FIGHT FOR LAND

40 years of the MST: how the peasant movement was born in Paraná state

Militant who was in the 1st National Meeting, in 1984, recalls the experience

Translated by: Ana Paula Rocha

Brasil de Fato | Curitiba (PR) |
The MST was born in 1984 from a meeting involving 100 families; today, there are about 400,000 settled families - Arquivo MST-PR

Forty years ago, in the city of Cascavel, in the west region of Paraná state, peasants from all over Brazil came together to form a national movement to fight for agrarian reform. Then, the Landless Workers' Movement (MST) was born.

"I participated in the meeting with the certainty that we were going to form a steady and strong organization. We defined the goals – land, agrarian reform and social organization – and the principles – it was going to be an independent people’s movement,” says Jaime Calegari, a historic militant from the MST-Paraná state, who was at that First National Meeting and is now camped in the Herdeiros da Terra community, in Rio Bonito do Iguaçu.

The year was 1984. Democracy was a novelty in Brazil, and people’s movements were on the rise. In the countryside, the struggle for land was taking place regionally, through movements such as the Landless Farmers of Western Paraná (Mastro, in Portuguese) and the Landless Farmers of Southwestern Paraná (Mastes, in Portuguese), of which Calegari was a member.

"The mechanization of the countryside was advancing strongly and was excluding young people," he says. "They were young people who wanted to stay on the land. We held meetings in each city and town and the young people said they wanted to work," he recalls.

At the beginning of the movement, Calegari says it was necessary to overcome prejudices that existed even among some peasants, who didn't agree with occupying land. "Then we explained to them that we were occupying [the land] to show the government that there is land and there are people's demands," he says.

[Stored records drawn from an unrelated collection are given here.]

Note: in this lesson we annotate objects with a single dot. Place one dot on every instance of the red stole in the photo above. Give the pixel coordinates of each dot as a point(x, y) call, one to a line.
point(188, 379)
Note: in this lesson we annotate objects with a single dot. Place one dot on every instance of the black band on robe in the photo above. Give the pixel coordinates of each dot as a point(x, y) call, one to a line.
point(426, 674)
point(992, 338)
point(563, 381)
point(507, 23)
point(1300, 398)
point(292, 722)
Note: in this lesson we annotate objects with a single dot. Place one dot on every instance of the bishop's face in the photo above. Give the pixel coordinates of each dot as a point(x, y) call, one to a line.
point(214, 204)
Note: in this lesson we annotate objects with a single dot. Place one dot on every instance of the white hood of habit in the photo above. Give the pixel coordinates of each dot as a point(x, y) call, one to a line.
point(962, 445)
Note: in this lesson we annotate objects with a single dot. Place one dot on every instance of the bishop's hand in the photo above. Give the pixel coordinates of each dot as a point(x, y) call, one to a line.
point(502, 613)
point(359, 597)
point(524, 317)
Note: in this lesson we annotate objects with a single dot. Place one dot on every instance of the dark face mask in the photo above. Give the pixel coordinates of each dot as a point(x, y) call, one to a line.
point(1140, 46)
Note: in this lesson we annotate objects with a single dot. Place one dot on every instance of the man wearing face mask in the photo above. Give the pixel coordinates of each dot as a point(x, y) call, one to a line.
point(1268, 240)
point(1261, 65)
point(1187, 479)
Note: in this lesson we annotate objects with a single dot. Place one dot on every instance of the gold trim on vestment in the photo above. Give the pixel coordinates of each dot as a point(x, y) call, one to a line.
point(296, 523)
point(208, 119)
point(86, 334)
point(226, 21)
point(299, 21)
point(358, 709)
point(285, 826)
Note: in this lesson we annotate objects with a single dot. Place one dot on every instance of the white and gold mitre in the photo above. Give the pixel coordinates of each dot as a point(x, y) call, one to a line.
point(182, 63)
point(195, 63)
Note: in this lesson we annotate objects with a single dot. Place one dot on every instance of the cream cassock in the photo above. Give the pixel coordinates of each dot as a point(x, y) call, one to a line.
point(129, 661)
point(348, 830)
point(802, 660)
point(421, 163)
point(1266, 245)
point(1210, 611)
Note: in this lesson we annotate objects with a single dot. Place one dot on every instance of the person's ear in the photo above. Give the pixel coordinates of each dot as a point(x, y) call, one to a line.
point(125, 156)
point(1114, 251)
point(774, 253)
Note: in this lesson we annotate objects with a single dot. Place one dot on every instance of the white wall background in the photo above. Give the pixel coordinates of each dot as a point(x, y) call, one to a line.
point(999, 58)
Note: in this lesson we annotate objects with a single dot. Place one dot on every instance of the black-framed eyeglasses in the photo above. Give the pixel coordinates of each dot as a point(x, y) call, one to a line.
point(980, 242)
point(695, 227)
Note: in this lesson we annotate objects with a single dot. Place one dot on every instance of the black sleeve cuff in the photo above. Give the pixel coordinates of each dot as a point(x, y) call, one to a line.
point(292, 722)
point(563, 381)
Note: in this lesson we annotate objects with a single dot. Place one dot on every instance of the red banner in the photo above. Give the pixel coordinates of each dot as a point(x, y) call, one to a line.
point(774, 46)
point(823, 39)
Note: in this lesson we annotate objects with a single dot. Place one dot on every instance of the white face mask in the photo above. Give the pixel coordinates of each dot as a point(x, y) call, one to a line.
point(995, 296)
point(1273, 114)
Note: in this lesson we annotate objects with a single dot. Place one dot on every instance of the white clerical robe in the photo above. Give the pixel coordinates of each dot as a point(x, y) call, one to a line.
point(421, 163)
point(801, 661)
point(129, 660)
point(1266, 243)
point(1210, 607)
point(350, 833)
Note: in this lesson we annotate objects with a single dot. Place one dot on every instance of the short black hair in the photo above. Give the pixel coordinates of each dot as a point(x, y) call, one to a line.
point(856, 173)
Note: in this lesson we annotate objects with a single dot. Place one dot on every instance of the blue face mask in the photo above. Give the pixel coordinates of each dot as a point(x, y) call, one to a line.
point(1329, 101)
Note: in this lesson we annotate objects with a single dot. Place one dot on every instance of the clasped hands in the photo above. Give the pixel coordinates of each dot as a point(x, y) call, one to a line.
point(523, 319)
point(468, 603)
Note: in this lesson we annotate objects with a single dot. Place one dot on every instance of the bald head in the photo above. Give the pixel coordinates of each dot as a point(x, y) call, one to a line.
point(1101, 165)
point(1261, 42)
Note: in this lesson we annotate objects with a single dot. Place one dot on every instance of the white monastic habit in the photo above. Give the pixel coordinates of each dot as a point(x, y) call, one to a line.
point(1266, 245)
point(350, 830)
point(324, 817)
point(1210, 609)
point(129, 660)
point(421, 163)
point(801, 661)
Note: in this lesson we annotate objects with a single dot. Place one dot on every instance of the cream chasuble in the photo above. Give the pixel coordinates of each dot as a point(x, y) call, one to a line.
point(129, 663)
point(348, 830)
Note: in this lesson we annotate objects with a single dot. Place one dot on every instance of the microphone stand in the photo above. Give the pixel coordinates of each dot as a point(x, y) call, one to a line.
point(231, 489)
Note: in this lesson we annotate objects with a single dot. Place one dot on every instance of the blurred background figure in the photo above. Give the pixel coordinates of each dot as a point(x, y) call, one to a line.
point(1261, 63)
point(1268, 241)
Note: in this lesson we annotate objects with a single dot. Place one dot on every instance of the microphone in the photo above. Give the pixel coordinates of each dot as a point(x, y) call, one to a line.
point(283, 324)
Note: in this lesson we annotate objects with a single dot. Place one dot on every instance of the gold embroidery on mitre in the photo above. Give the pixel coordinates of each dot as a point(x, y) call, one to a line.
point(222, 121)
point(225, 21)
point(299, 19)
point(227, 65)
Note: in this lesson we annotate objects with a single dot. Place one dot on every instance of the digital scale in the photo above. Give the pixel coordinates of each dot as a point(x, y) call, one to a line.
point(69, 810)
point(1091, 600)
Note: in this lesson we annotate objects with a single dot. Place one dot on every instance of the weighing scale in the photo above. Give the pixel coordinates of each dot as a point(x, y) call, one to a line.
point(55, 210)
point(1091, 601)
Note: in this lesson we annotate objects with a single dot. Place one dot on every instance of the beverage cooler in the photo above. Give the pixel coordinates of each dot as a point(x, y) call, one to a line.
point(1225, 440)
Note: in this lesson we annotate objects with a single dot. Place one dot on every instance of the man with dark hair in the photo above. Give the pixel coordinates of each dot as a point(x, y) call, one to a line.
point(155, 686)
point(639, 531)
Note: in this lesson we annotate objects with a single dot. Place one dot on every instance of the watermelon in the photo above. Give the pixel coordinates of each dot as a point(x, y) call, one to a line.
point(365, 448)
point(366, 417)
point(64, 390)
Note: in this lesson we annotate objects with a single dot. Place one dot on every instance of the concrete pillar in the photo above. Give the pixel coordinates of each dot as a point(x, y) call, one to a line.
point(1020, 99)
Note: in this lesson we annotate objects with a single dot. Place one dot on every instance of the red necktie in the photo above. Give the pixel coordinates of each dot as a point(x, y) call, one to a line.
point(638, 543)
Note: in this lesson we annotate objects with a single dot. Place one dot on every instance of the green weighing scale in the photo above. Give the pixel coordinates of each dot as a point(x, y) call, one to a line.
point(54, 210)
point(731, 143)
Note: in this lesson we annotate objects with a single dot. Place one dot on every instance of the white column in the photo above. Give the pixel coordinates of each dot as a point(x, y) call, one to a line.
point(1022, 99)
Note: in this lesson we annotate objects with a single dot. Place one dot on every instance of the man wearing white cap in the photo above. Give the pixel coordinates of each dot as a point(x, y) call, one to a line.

The first occupation Calegari took part in was in June 1984, in Mangueirinha, in the southwest area of Paraná state. He was 23 years old at the time. Since then, he has spent 34 years working on the MST's so-called mass front and has participated in many occupations in different parts of the state. "We went on walks and did grassroots work showing what the MST was about: a struggle for land, food and healthy food," he says.

Over the years, the activist says he has seen the movement adapt to the needs of each era. In addition to the peasants who needed land to work and live on, the movement also expanded into the cities, with the aim of recovering workers who had left the countryside and wanted to return.

From that 1984 meeting of around 100 people, the MST is now 40 years old, with around 400,000 settled families and another 70,000 encamped families organized in 24 states across Brazil. As a result of the landless families' work, the movement has 185 cooperatives, 1,900 associations and 120 agro-industries.

Calegari recalls that, back in 1984, he hoped that a national peasant movement would emerge in Cascavel and "overcome governments" and escape the elimination attempts that would come from the right wing and the co-optation that would come from center political groups. Today, he says MST's emergence was a victory for the whole country.

"Society has gained thousands of landless families who are no longer hungry and are producing food for everyone. As well as land, there's education. The movement has taken many people out of illiteracy," Calegari said, referring to over 100,000 adults who have been taught to read and write by the MST in Youth and Adult Education (EJA) campaigns, based on the Cuban literacy method "Yes, I Can".